Pandas Tips

[ ]

Recently I got a task of checking whether the excel has some some wrong data. There are some conditions where some columns must meet. Using the Excel filtering or equation is cumbersome, as the condition can be very complex.

I always try to use Python for this type task, espeicially Pandas provides very good support of excel.

To open an excel, we can use the following code:

import pandas as pd
df = pd.read_excel("input.xlsx")

To filter out the data which doesn’t meet the conditions, we can use the following code:

df[
    (
        (
            (~df['Item Type'].isin([u"ACCESSORY", u"MEMORY", u"SOFTWARE", u"TBD"]))
            & (df["Item Family"] != df["Item Type"]))
        & (~df["Item Root"].str.match(u"SERVER STORAGE", False, na=False))
    )
    | (
        (
            (~df['Item Type'].isin([u"ACCESSORY", u"MEMORY", u"SOFTWARE", u"TBD", u"WARRANTY", u"CABLE", u"OPTIC"]))
            & (df["Item Family"] != df["Item Type"])
        )
        & (df["Item Root"].str.match(u"SERVER STORAGE", False, na=False))
    )
    ].to_excel("output.xlsx")

You can replace to_excel to count() to find the number of filtered result; head to find some example of the filter result.

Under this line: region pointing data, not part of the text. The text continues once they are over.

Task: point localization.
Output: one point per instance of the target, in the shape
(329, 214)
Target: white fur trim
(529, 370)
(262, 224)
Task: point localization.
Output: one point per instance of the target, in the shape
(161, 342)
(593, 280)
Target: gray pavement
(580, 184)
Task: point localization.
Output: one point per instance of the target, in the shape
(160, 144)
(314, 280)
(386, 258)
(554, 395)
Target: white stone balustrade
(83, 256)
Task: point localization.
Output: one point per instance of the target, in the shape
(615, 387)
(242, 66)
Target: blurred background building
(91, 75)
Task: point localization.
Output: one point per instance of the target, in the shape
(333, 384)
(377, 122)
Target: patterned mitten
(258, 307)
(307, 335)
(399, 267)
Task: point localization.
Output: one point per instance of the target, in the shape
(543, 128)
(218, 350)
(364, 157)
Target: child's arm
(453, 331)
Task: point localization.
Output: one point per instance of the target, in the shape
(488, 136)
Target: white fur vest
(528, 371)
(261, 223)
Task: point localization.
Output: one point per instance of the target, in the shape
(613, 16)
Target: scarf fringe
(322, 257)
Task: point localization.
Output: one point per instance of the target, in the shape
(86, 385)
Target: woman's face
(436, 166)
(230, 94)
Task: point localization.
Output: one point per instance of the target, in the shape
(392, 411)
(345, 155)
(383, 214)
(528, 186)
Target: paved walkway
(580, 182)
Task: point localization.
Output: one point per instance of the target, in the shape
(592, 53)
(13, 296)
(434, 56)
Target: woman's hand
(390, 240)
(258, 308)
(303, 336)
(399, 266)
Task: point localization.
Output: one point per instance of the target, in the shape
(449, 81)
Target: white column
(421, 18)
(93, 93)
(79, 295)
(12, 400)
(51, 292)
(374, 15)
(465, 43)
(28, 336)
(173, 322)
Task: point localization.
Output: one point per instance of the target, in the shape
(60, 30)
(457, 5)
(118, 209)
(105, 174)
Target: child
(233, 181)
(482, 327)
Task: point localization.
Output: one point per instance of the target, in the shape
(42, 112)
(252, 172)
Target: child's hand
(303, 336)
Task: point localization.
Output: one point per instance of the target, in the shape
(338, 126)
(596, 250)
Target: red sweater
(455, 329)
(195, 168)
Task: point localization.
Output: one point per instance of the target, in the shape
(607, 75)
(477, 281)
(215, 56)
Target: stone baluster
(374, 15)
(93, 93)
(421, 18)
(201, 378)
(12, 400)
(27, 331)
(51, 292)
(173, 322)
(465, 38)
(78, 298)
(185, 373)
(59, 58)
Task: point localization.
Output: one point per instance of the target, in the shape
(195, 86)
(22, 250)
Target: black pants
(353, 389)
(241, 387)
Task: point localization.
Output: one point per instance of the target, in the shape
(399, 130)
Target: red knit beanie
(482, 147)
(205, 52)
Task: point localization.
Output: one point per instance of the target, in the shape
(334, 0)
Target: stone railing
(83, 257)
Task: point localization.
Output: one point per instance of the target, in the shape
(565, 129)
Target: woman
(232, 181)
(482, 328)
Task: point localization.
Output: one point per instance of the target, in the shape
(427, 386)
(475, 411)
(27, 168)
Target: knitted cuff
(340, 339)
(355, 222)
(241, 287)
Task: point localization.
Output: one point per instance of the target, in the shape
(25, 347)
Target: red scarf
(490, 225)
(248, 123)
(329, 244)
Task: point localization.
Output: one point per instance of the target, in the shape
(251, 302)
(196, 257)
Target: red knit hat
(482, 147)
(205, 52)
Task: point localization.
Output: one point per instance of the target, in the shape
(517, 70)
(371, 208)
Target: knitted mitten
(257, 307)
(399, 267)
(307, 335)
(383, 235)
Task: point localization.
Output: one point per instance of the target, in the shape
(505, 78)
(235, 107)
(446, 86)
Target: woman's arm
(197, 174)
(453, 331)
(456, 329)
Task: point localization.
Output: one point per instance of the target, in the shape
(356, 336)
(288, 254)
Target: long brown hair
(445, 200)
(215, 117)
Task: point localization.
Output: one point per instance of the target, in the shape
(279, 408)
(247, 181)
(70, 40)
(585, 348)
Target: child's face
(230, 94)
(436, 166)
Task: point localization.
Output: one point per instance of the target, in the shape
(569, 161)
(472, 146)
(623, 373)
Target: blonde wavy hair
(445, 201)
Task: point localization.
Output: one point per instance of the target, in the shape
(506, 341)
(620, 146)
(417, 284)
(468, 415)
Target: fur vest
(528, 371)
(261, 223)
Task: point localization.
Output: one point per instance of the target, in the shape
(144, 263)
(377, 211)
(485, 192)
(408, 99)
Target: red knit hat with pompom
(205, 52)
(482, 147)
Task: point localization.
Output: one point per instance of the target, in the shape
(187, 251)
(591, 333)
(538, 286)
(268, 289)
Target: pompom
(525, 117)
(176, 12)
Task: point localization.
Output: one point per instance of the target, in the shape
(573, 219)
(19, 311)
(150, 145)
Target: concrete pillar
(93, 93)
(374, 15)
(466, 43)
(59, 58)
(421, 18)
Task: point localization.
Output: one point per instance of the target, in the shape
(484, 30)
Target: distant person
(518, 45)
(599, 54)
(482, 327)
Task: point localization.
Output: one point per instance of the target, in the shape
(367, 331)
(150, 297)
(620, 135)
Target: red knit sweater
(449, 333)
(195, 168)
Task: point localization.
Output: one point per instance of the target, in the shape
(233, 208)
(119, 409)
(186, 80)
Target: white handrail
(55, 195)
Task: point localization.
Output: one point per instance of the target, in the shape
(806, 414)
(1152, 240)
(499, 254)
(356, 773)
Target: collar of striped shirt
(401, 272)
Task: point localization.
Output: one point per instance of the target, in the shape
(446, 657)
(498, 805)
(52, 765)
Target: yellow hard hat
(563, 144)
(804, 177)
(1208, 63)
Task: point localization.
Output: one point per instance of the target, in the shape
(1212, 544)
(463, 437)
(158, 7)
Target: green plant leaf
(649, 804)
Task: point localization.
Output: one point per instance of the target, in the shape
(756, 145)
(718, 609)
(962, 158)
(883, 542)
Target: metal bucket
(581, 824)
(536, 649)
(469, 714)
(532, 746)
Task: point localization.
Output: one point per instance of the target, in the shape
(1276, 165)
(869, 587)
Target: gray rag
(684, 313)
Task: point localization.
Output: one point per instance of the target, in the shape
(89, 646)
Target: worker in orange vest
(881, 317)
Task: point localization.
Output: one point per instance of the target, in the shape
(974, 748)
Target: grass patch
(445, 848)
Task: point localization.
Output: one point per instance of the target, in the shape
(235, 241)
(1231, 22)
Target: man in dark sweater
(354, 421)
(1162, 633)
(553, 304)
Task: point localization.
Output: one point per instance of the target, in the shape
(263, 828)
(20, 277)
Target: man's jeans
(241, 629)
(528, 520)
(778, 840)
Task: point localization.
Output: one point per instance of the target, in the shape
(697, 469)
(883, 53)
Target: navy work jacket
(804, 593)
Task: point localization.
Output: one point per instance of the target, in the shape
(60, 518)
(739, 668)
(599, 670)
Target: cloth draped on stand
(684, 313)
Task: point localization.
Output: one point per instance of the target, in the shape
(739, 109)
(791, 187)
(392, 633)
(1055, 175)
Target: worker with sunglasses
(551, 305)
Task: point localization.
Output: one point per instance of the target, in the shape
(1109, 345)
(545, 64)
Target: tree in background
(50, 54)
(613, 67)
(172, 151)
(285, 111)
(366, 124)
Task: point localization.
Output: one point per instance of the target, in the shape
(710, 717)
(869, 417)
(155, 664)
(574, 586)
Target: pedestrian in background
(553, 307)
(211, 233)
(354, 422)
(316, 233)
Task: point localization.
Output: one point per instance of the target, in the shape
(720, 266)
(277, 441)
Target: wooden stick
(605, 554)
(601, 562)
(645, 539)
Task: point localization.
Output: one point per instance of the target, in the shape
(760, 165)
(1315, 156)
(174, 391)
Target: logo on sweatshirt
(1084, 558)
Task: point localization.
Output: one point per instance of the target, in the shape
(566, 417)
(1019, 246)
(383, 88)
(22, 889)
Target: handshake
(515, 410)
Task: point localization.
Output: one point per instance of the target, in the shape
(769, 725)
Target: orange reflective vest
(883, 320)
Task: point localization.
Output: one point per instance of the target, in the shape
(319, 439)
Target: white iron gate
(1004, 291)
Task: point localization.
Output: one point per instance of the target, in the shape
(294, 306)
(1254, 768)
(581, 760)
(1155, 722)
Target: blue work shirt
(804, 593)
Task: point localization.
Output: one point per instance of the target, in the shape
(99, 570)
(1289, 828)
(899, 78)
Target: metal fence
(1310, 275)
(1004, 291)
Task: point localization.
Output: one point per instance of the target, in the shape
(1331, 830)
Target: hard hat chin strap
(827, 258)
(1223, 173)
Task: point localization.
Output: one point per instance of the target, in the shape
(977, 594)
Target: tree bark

However, there are some special notes about the filtering/condition in Pandas:

for str.match(word, check_case, na), be aware of na which deals the return value in case data is not available (na);
for & (and) or | (or), Pandas seems to have bad time in handling more than two conditions by & or |, thus we’d better bracket for every two conditions;
for not, please use ~. Also bracket around the not-condition;

Written on August 14, 2017